There has been some controversy as to the age of the flute, but it is still being tested and examined by the state to find exactly what group of people it belonged to. Some think it may be archaic, but it could also be Fremont or pre-Ute. In any case Barlow told the Sun Advocate the find is significant, because it is either one of a kind or very rare.
Around 1200 A.D. the Fremonts disappeared from the canyon and no one has been able to determine exactly why they left and where they went. Most archaeologists suggest that the farming communities that made up much of the culture suffered a series of catestrophic droughts and they just could exist there anymore.
According to reports University of Utah is giving up about four square miles of deer and elk habitat next to the Gordon Creek Wildlife Management Area in Carbon County. That parcel is part of the university's trust lands granted at statehood. In return, DWR will trade them 2.3 square miles of parcels on Range Creek's canyon bottom. The actual title to the lands reportedly will be held by the Utah School and Institutional Trust lands Adminitration.

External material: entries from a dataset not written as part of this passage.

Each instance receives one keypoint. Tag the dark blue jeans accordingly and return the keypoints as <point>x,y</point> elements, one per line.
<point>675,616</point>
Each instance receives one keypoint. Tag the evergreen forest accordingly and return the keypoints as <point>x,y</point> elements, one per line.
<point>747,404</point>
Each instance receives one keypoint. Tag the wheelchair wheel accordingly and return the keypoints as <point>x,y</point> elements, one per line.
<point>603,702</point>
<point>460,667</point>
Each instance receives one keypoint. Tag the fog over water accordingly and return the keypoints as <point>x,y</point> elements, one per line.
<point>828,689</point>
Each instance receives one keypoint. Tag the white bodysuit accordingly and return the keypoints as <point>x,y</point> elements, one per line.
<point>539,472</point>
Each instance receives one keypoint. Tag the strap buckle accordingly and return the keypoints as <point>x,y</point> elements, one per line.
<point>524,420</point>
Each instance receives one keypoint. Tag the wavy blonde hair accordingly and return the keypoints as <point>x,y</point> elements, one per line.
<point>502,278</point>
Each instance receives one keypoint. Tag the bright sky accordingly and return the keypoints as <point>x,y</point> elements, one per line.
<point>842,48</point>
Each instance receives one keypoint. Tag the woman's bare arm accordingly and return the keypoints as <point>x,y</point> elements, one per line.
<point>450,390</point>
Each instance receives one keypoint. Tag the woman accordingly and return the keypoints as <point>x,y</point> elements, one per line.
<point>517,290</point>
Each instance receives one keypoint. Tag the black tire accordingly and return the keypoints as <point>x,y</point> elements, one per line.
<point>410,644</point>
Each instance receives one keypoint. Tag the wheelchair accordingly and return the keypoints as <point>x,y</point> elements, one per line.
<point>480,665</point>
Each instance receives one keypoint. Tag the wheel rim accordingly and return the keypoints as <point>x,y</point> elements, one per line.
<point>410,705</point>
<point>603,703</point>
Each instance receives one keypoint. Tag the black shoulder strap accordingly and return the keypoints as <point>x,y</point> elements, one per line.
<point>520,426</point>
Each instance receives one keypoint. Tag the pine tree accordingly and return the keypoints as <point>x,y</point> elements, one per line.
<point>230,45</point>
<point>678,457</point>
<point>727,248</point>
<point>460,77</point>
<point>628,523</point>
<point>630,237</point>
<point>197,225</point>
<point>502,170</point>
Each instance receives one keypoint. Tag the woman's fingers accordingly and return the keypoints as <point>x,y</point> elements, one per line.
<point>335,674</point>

While it was reported that public access to the lands won't change much under the new administer, what happens will no doubt affect many who want to see the canyon.
Presently the University of Utah has a caretaker in the canyon, who is there for all the seasons but the winter, when snow makes passage into the canyon impossible. The DWR has also posted regular daily patrols in the canyon since they acquired the property.
What agency will take care of patrolling the canyon and providing security has still not been announced.